Honda believes feeling too much respect for each other to communicate properly was one of the reasons its latest Formula 1 engine partnership with McLaren failed.
The Japanese manufacturer enjoyed an extremely successful spell with the Woking-based team in the late 1980s and early 1990s before it left the sport in 1992.
Both Honda and McLaren admitted that communication always proved a challenge in their partnership, and the Japanese manufacturer's F1 boss Masashi Yamamoto believes feeling too much respect for each other was one of the reasons behind the issue.
"Starting from McLaren days, we have learned a lot from them but we think we had a mutual respect too much," Yamamoto said.
"That's why we had maybe a shortness, a little bit, of communication and then it was a shame that the project didn't go well."
Honda joined forces first with Toro Rosso and then with Red Bull, its partnership concluding with Max Verstappen winning this season's drivers' championship.
But Honda had already decided this will be its last year in F1, with Red Bull taking over the running of its engines.

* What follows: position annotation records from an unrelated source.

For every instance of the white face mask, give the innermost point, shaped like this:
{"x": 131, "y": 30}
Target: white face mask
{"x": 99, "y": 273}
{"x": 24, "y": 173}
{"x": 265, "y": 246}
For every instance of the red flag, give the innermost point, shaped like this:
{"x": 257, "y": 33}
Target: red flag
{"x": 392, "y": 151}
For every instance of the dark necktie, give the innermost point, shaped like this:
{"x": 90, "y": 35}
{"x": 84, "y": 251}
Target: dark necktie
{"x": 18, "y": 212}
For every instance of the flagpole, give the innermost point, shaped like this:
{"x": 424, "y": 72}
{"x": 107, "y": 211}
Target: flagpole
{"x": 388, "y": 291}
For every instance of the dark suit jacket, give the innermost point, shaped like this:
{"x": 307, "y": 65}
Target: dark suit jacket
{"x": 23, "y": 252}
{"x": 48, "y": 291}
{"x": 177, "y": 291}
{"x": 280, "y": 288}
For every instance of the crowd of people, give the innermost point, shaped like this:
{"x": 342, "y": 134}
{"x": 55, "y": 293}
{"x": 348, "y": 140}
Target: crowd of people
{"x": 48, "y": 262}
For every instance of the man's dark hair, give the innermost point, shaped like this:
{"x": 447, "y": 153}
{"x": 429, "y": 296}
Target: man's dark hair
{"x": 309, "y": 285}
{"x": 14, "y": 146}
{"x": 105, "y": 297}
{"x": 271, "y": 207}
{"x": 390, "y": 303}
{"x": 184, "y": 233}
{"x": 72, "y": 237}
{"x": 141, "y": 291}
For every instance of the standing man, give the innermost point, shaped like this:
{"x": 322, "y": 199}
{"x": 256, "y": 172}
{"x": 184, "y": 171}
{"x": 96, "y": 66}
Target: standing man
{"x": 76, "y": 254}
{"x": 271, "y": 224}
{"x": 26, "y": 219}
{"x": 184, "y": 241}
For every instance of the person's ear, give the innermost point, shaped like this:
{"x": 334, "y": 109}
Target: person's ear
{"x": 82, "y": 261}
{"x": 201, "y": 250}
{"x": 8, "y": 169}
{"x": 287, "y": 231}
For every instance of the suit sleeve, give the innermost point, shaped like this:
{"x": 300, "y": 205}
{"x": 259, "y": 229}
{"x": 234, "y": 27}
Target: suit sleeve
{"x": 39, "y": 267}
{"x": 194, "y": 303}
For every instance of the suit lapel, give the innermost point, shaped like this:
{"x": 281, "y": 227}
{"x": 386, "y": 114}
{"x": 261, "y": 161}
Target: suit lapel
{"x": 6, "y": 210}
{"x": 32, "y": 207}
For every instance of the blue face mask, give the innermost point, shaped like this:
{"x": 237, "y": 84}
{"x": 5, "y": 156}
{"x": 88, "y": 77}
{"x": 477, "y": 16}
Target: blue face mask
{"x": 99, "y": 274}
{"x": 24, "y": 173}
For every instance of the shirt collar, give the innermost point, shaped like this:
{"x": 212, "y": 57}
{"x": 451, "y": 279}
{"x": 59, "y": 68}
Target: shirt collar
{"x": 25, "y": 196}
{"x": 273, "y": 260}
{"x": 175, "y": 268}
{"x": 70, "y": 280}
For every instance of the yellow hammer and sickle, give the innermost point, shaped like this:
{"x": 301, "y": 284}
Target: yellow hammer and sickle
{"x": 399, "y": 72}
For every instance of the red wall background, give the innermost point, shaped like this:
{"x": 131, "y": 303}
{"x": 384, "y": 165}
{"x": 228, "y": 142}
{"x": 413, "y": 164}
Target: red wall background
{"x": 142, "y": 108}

Despite this year's success, Yamamoto said a rethink on its exit was never a consideration.
"Leaving F1 was a very big decision for Honda, and it was for the carbon neutral and also for the customers all over the world," Yamamoto added.
"Although we're having good results this year, we never had a discussion to stay here."
While Honda will assist Red Bull with its engine, Yamamoto said the development "will be totally controlled by Red Bull but in accordance with Red Bull's request".
Picking up his favourite memories from Honda's latest spell in F1, Yamamoto said Verstappen's first podium finish with Honda in the season-opening race of 2019 was on top of the list.
"The best moment for me is the Australian Grand Prix in 2019, the first podium with Red Bull Racing. Also, of course, 2019 Austria, the first win with Red Bull."